Kami mengobrol di bawah pohon rindang. Matahari di tempat ini hangat. Bibi datang membawakan minuman. Kupikirkan aku tidak boleh minum sesuatu di tempat ini, tetapi ternyata boleh-boleh saja. Bibi bahkan menawarkan tambah kalau perlu. “Daripada kau kehausan, lebih baik diminum saja, kan?”

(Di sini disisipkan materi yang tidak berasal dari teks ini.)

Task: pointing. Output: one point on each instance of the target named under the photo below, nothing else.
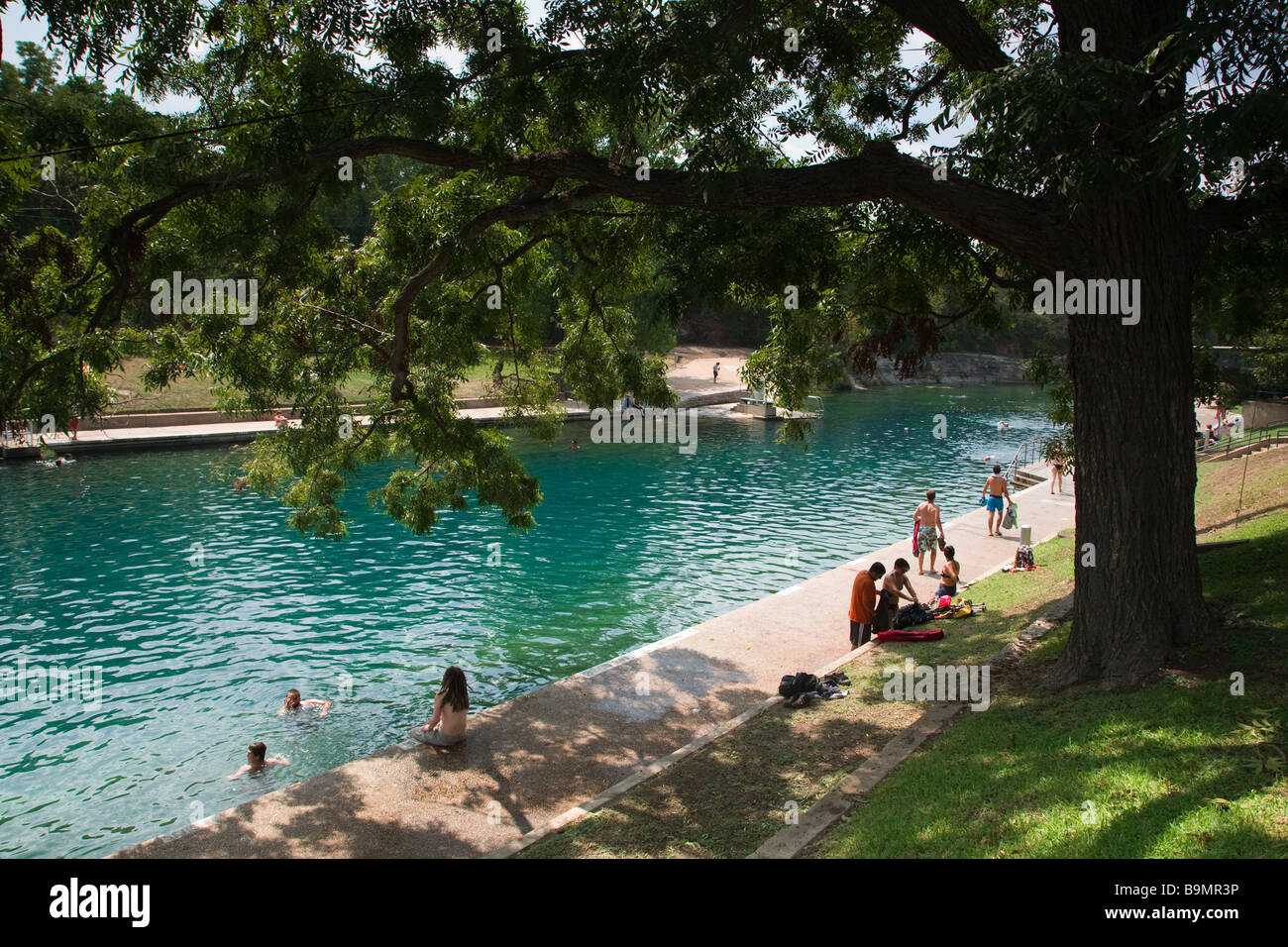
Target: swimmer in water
(294, 702)
(258, 759)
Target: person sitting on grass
(258, 761)
(949, 574)
(294, 702)
(447, 725)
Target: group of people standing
(872, 609)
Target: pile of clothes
(800, 688)
(956, 608)
(1022, 561)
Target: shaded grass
(1185, 767)
(1179, 768)
(734, 793)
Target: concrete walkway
(533, 758)
(692, 384)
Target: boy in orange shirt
(863, 599)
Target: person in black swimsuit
(949, 574)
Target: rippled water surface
(634, 543)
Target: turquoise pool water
(634, 543)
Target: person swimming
(294, 702)
(258, 759)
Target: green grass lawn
(730, 796)
(1180, 768)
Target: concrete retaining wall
(1262, 414)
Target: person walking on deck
(996, 488)
(927, 532)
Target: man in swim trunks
(995, 488)
(927, 534)
(863, 599)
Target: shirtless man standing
(995, 488)
(927, 532)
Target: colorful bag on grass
(921, 634)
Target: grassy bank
(1185, 767)
(1180, 768)
(730, 796)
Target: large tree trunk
(1133, 428)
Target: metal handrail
(1025, 453)
(1222, 449)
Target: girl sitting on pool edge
(447, 725)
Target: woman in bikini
(447, 725)
(1056, 474)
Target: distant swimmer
(258, 759)
(294, 702)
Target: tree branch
(951, 25)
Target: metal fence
(1224, 447)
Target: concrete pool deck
(688, 382)
(533, 758)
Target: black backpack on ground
(797, 684)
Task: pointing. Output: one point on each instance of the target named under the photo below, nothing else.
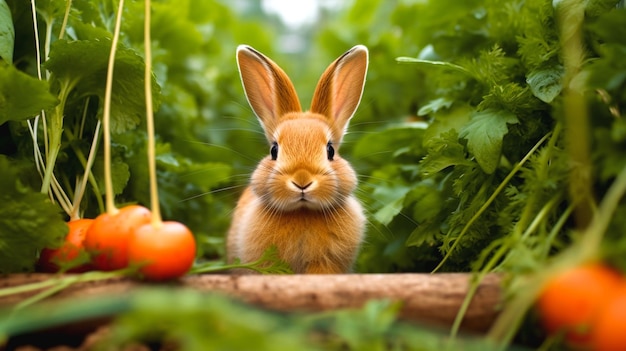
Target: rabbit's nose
(301, 187)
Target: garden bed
(428, 299)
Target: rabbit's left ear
(268, 89)
(339, 90)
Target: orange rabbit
(300, 196)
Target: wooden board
(432, 299)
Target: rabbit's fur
(300, 196)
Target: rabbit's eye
(274, 151)
(330, 151)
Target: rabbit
(300, 195)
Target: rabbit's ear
(269, 91)
(339, 90)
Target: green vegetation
(487, 138)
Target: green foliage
(81, 66)
(487, 78)
(199, 117)
(7, 33)
(29, 220)
(190, 320)
(22, 96)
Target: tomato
(52, 260)
(609, 330)
(162, 252)
(572, 301)
(107, 238)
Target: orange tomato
(51, 260)
(571, 302)
(107, 238)
(609, 330)
(162, 252)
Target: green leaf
(393, 197)
(546, 84)
(82, 65)
(381, 146)
(484, 134)
(435, 64)
(7, 33)
(443, 151)
(434, 106)
(22, 96)
(28, 219)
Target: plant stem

Bibi duduk di dekatku, mengusap pelupuk mataku. Tidak ada air mata lagi, tetapi Bibi tetap mengusapnya. “Sejujurnya, Bibi senang kau menangis.”

“Bukannya aku cengeng?” gumamku.

“Tangisanmu selama ini tidak pernah berarti ketakutan. Tangisanmu selalu berarti kasih sayang. Hanya dari itu, Bibi tahu seberapa kuat perasaanmu pada Bibi. Setiap kau menangis, Bibi bersyukur. Rasanya malah menghangatkan.”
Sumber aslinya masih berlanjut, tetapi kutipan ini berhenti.